To try to relieve thesqueeze, the National Capital planning Commission, working with staff members of the State Department and the city's planning office, is proposing to allow chanceries, as distinct from embassies, which are under no specific zoning restraints, to locate in an expanded number of areas around town. Some of these areas include sites zoned for commercial activity as well as certain residential neighborhoods that have been off limits since 1964, under a law sponsored by former Sen. J. William Fulbright. The proposal is awaiting review by the D.C. Zoning Commission, which has already scheduled public hearings. Already the rumblings of assorted civic associations make it clear that the hearings are going to be lively.

Opposition centers on the question to allow chanceries and other international offices to move into residential neighborhoods. Understandably, neighbors object to the inevitable noise, traffic and other disruptions that would result. The diplomatic community's traditional disregard for parking and traffic regulations serves only to compound the problem. Many residents argue, therefore, that new chanceries and international offices should be located exclusively in commercial zones. Other residents are even considering legal action to stop foreign governments from locationg anywhere until the entire matter is resolved -- a process that could take several years.

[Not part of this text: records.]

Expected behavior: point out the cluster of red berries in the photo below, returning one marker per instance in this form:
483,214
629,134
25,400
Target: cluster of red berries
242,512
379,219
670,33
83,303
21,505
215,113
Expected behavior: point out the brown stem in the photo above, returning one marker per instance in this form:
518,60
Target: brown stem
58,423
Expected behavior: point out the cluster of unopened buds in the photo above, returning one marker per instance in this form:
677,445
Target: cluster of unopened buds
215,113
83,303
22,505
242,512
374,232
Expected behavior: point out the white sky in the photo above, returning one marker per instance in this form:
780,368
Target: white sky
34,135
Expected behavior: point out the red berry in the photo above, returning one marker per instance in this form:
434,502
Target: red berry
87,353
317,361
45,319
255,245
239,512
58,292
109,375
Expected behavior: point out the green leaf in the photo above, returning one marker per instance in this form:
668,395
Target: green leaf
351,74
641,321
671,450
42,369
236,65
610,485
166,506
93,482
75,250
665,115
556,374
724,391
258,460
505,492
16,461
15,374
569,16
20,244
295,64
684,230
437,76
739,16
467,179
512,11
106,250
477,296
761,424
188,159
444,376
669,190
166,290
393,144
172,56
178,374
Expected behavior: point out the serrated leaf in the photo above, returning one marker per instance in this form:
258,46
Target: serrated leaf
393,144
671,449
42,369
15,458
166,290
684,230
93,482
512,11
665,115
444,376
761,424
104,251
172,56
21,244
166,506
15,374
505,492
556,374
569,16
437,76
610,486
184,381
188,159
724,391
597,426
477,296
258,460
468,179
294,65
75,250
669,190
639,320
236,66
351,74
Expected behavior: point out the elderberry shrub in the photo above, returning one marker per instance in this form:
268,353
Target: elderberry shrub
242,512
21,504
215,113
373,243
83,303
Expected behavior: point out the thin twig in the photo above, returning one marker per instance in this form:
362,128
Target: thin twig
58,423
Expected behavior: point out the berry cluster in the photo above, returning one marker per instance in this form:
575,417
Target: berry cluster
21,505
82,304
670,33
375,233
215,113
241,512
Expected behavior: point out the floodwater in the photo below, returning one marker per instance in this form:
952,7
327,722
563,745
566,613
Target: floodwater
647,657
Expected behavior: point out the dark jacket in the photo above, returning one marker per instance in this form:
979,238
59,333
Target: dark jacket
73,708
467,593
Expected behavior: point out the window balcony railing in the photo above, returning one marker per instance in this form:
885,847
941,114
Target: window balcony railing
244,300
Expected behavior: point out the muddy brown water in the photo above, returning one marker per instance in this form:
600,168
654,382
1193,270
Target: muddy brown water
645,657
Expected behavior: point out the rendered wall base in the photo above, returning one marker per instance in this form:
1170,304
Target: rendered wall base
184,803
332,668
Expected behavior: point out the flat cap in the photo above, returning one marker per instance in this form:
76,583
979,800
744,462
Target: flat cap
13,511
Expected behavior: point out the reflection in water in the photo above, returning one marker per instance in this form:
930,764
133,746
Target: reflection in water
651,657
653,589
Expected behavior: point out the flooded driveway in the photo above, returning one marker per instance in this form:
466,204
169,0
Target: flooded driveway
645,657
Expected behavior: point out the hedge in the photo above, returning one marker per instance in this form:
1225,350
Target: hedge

Local residents have a point. Chanceries and international offices are better suited to commercial areas. There are a number of appropriate ones already identified in the proposal: Pennsylvania Avenue, for example, is an excellent -- and prestigious -- location for diplomatic work space. Ambassadors, their staffs and others in the foreign diplomatic community should live wherever they can find suitable accommodations. But the Zoning Commission should ask the State Department, the National Capital Planning Commission and the city's planning office to revise their proposal so that foreign-government office space would be confined largely to areas already zoned for commercial activity. To our way of thinking, that would meet the needs of all the residents of the city.